И — все случаи в одном — Беттина, оглашая письма друзей, как бы говорит ими за бессловесных. Такого Гёте никто не знал, такой Gьnderode никто не знал, такого Клеменса, ныне мрачного фанатика церковности — забыли, такого Julius Pamphilius’a вообще не было, он весь внушен Беттиной и продержался в воздухе ровно столько, сколько она его в нем продержала.
А Рильке таким, как он в письмах, — знали все, ибо другого Рильке — «знаменитого» Рильке, «домашнего» — Рильке, «литератора» — Рильке, «человека общества» — Рильке — не было. Был один Рильке, т. е. всё, кроме упомянутого, в одном. Что прибавить к всему? — Еще — все?
Любовь не терпит третьего. Беттина не терпит второго. Ей Гёте — помеха. Одна — любить. Сама — любить. Взять на себя всю гору любви и сама нести. Чтоб не было легче. Чтоб не было меньше.
Чту обратное дележу? Отдача! Беттина, в «Goethes Briefwechsel mit einem Kinde» свою безраздельную (и только посему неразделенную) любовь отдает — всю — не кому-нибудь, а во имя Твое. Так же отдает, как когда-то (сама!) брала. Так же всю, как когда-то всю — отстаивала.

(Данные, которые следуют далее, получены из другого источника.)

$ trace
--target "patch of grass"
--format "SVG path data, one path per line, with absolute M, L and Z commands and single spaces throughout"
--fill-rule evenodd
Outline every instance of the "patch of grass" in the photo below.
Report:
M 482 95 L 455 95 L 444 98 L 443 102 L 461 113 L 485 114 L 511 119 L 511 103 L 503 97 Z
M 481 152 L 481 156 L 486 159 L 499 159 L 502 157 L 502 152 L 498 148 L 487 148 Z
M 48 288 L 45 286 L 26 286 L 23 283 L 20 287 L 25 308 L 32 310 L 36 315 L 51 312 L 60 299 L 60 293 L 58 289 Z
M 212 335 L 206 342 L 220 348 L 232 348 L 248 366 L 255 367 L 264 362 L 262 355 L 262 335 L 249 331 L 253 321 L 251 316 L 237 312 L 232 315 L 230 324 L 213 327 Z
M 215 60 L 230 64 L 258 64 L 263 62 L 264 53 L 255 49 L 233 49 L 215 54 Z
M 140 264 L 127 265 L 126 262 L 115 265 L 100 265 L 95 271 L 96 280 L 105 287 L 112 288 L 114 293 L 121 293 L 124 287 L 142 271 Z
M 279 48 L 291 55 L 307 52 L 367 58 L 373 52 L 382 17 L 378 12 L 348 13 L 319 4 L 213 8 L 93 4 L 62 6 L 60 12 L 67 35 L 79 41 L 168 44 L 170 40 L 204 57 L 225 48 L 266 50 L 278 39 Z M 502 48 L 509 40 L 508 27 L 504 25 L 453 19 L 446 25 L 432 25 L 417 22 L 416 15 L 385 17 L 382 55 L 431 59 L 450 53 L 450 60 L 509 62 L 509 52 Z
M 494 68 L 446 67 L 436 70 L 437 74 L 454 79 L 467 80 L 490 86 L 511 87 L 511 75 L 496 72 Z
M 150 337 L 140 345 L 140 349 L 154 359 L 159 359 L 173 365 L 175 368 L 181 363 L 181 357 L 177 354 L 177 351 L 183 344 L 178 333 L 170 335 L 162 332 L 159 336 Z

Так сокровища бросают в костер.
Ни мысли о других. Ни мысли о себе. Du. Du. Du . И — о чудо — кому же памятник? Kind’y, а не Гёте. Любящей, а не любимому. Беттине, не понятой Гёте. Беттине, не понятой Беттиной. Беттине, понятой Будущим: Р. -М. Рильке.
Хвастать, хвалиться, хвалить, восхвалять, славословить. Начнем с конца. Начнем с начала Беттины. «Всякое дыхание да хвалит Господа». Беттина хвалила Господа — каждым своим дыханием. Какой-то поздний толкователь Беттины: «Беттина Бога никогда не нашла, потому что никогда его не искала». Потому-то не искала, что отродясь нашла. Ищут ли леса — в лесу?
А если Беттина Бога Богом никогда не называла, — ему-то все равно, ибо он знает, что его не так зовут — никак не зовут — и так зовут. И не было ли в каждом ее «Du» больше, чем может вместить человек? И не отсылал ли ее Гёте своими отмахиваньями и отнекиваньями непосредственно к Богу? Если и доходила — не отсылал. «Я не Бог», — вот все, что Тёте сумел сказать Беттине. Рильке бы сказал: «Бог — не я».
Гёте Беттину Беттине возвращал.
Каждое дыхание Беттины — славословие: «Loben sollen wir» , — это Беттина сказала или Рильке сказал?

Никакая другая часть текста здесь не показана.